From: Keith Henson (hkhenson@rogers.com)
Date: Tue 11 Apr 2006 - 05:48:02 GMT
At 04:51 AM 4/11/2006 +0200, you wrote:
>A ball of snow rolling down hill and picking up more and more snow is not
>different from a typical avalanche.
Actually, I think it is. It takes rather special conditions where the snow
is close to the melting point to result in this kind of "pick up more snow
as it rolls" behavior. I can think of only a few times I have seen it.
>The ball of snow propagates unbalance towards the direction of its motion,
>it rolls down fast and causes packing down, and sintering obliges the ball
>of snow to grow up.

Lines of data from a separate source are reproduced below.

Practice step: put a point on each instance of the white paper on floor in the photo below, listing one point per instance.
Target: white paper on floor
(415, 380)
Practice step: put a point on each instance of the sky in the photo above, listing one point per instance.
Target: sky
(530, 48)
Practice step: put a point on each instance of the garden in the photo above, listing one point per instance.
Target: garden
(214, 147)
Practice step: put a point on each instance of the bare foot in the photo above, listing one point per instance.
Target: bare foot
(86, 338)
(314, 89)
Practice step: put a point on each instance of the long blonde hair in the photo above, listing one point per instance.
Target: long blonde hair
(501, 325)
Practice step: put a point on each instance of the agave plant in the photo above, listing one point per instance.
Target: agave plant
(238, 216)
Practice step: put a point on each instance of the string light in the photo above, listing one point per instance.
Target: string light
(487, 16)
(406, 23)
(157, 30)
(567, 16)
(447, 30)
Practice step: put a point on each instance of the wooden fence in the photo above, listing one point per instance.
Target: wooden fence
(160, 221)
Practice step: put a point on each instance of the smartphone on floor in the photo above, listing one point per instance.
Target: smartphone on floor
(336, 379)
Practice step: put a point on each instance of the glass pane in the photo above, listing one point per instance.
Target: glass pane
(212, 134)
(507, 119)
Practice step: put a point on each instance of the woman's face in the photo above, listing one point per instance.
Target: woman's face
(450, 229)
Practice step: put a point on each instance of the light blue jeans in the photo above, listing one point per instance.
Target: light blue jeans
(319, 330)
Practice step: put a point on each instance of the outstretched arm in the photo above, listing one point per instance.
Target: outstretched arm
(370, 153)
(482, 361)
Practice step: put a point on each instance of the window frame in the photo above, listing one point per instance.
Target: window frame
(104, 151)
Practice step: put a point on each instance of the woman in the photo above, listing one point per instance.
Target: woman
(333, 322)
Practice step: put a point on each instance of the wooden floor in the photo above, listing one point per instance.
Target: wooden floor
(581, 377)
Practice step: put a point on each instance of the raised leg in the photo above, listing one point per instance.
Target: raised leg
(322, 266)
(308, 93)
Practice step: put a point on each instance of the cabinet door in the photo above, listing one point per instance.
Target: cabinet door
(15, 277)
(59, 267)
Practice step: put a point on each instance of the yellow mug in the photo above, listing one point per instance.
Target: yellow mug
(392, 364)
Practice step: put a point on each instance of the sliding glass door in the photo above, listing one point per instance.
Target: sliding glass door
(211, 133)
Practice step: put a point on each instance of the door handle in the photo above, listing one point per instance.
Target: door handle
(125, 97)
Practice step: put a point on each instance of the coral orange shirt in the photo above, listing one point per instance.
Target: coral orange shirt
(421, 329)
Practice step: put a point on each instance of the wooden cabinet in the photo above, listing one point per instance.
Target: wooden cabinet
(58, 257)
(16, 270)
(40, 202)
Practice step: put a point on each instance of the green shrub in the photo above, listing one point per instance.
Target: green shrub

Actually, it’s not the size of the ball of snow that
>grows up it’s the load of inertial factors; what really grows up is the
>quantity of snow that has lost balance.
>
>Water molecules or human beings, all types of avalanche are about the
>propagation of unbalance, the question is then: where do you set up a
>virus in this type of fast growth? It's possible to explain some social
>issues with the help of the ball of snow effect, still, the explanation
>“ball of snow effect = epidemics” is really intriguing. Could you
>clear the point?
Not really. It is a colloquial saying that doesn't really point to a math
model like "epidemic" does.
A related saying is "a feeding frenzy" relating to a bunch of hungry sharks
tearing something apart because they are all trying to get a bite.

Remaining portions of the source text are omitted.